The bank also made higher provisions against possible bad loans with asset quality taking a slightly negative turn.
According to the interim results filed with the Colombo Stock Exchange, NDB group reported earnings of Rs.6.49 a share or Rs.1.15 billion total earnings for the quarter, up 56 percent from a year ago.
The net interest income rose by 42 percent year-on-year (YoY) to Rs.3.43 billion as the net interest margin rose by 49 basis points to 3.49 percent during the three months.
The bank appears to have mostly priced its existing loans higher as the new loan growth moderated to Rs.8.8 billion during the quarter.
The bank has a total asset base of Rs.396 billion.
NDB Director/CEO Dimantha Seneviratne in an exclusive interview with Mirror Business a few months back said NDB aims to become a systematically-important private bank with over Rs.500 billion assets by 2020.
Meanwhile, the bank’s deposits rose by Rs.10.8 billion to Rs. 284.2 billion.
NDB remains thirsty for fresh capital to maintain its ambitious growth in the loan book as the bank’s capital ratios are nearing regulatory minimums.
By the end of March, the bank’s BASEL III compliant tier I capital ratio stood at 8.73 percent whereas the regulatory minimum is 7.875 percent.
Meanwhile the tier II ratio stood at 13.35 percent against the regulatory minimum of 11.875 percent.
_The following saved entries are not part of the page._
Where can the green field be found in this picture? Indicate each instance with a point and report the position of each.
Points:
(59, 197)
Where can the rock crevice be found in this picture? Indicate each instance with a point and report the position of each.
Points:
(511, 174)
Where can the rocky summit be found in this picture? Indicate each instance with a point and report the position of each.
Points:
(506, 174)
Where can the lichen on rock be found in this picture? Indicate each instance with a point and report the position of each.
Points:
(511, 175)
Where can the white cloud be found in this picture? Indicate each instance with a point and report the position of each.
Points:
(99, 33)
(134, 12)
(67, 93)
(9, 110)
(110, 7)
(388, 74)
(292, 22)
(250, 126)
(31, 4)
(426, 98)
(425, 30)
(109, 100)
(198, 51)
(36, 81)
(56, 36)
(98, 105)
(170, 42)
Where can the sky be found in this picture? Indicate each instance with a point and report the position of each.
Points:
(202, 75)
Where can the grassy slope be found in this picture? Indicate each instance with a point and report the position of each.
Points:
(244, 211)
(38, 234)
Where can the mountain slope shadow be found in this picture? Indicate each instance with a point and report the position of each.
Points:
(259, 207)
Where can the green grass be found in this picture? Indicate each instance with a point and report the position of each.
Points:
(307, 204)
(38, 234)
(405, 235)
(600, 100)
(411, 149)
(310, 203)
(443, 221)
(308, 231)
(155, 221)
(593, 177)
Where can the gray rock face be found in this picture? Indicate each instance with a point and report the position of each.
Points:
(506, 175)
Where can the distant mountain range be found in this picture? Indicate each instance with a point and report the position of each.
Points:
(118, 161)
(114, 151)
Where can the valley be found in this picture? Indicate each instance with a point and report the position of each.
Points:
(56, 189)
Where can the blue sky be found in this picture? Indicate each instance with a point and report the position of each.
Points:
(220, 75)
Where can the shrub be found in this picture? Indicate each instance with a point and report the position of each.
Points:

The regulatory minimums of both ratios go up to 8.5 percent and 12.5 percent by January 1, 2019 when the BASEL III comes into full effect.
This calls for fresh capital or else the bank will have to slowdown the growth in new loans.
Meanwhile, NDB provided Rs.794.7 million for possible bad loans for the quarter compared to just Rs.111.5 million provided during the same period, last year.
“The increase in the collective impairment charges was primarily due to the portfolio growth and some stresses experienced in the lending portfolio.
“Similar stresses were also experienced by the industry during the period under review. The bank also made precautionary provisions for a few selective individually significant facilities on a prudent basis during the quarter,” NDB said in an earnings release.
The bank’s asset quality weakened as the gross non-performing loan ratio rose to 2.46 percent from 1.83 percent in December 2017.
As at March 31, 2018, the government held slightly above 30 percent stake in NDB through Bank of Ceylon, Employees’ Provident Fund and Sri Lanka Insurance Corporation.